Employ Scoped Consensus only Where Required

Consensus is a very common mechanism that implicitly underlies almost all traditional and cloud native software: it is the ability to create a strongly consistent data model, e.g. in a relational database. Creating consensus between computers is the act of asking a group of them to take a decision — for example on what the next database transaction shall be — and using an algorithm between them that ensures that all computers come to the same decision, modulo those that fail in the process. From this description it is obvious that waiting for such a group decision breaks the autonomy demanded by local-first cooperation (not to mention it is impossible to create a consensus algorithm that successfully concludes under all circumstances, as proven by the FLP result).

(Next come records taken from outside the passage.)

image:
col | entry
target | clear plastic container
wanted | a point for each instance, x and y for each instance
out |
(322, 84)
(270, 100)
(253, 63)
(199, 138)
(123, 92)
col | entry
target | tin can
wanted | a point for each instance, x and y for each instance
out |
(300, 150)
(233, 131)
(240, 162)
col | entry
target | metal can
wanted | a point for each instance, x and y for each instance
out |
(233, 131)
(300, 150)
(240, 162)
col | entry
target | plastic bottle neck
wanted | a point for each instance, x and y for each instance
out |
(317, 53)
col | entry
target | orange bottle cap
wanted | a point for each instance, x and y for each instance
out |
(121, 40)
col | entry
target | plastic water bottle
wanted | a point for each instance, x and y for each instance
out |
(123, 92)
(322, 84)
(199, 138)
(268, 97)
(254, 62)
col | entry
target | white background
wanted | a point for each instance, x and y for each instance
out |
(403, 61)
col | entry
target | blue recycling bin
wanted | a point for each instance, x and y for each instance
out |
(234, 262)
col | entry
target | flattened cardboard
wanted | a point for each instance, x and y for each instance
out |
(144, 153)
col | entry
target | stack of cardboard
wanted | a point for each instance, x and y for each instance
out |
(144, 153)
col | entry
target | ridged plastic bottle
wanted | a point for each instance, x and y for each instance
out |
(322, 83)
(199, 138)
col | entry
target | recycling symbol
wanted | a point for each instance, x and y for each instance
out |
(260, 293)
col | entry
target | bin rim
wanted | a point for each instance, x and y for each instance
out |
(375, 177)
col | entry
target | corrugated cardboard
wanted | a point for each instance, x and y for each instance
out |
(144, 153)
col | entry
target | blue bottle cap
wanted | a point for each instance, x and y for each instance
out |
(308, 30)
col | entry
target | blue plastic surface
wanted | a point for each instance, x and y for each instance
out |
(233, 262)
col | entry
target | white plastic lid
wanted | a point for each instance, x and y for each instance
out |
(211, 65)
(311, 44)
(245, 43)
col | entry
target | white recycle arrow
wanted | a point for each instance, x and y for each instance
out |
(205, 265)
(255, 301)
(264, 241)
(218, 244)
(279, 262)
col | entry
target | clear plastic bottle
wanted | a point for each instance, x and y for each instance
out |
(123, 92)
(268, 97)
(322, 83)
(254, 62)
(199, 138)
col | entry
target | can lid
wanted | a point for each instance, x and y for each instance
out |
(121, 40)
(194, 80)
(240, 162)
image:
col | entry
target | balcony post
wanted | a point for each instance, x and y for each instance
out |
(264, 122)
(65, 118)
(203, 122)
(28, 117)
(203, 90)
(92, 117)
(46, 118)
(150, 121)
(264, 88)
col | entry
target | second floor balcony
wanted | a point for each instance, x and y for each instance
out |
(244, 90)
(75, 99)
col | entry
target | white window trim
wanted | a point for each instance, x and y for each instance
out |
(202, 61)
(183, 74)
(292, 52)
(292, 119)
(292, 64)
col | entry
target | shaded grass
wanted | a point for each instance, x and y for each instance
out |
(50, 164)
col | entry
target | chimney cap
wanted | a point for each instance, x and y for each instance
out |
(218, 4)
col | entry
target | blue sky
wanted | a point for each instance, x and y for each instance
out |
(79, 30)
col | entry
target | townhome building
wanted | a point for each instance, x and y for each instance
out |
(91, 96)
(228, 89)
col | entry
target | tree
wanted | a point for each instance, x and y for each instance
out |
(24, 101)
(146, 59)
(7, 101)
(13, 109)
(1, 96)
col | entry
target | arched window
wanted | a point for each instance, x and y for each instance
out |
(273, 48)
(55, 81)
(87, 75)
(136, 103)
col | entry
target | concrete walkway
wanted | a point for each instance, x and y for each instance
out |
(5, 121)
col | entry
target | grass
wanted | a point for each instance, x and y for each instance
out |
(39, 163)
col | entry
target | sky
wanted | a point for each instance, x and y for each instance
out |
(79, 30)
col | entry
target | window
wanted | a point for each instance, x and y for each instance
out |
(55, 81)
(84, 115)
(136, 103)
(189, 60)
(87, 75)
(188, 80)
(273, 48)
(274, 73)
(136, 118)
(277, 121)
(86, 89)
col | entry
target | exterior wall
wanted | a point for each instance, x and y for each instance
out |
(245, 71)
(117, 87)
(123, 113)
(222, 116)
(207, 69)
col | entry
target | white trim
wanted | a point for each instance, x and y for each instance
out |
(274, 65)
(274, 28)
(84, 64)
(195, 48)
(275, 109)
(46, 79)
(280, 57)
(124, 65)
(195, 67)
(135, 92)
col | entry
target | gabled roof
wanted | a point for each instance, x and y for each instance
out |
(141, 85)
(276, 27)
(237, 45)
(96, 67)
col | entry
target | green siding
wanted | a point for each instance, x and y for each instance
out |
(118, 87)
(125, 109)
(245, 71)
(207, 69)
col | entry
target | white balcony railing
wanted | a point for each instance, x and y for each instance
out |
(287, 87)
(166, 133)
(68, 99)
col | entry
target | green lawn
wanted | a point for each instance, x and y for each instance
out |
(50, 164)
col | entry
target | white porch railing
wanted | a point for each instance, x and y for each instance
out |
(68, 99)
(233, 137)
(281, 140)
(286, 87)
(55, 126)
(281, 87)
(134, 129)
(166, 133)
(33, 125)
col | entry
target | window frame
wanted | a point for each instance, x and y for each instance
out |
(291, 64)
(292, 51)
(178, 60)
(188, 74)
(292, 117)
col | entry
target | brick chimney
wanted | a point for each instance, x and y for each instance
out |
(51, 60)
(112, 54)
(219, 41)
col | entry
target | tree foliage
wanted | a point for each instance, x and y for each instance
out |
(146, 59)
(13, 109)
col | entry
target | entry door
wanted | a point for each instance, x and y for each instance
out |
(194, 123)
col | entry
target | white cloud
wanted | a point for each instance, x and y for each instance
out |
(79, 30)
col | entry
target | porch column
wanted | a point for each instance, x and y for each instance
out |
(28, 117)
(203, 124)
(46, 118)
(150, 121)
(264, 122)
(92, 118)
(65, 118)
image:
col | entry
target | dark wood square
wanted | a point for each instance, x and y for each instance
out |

There are use-cases, though, that require consensus: consider having two rockets on Mars capable of intercepting and destroying an incoming meteorite, and an algorithm that needs to launch exactly one of those when armageddon looms (because the other rocket will be needed soon thereafter). Or, in less dramatic terms, sending an invoice exactly once for the goods that just left the factory. In these cases consensus needs to be used to decide which particular computing device shall perform the external effect of launching the rocket or sending the invoice — because having only a single on would be a single point of failure.

When consensus is needed in local-first cooperation, it is established only between those devices that need to agree on a single outcome, and only for those decisions that require it. The result is then communicated as facts so that applications elsewhere may react to it in a fully autonomous fashion again, without spreading the need for consensus throughout the whole system.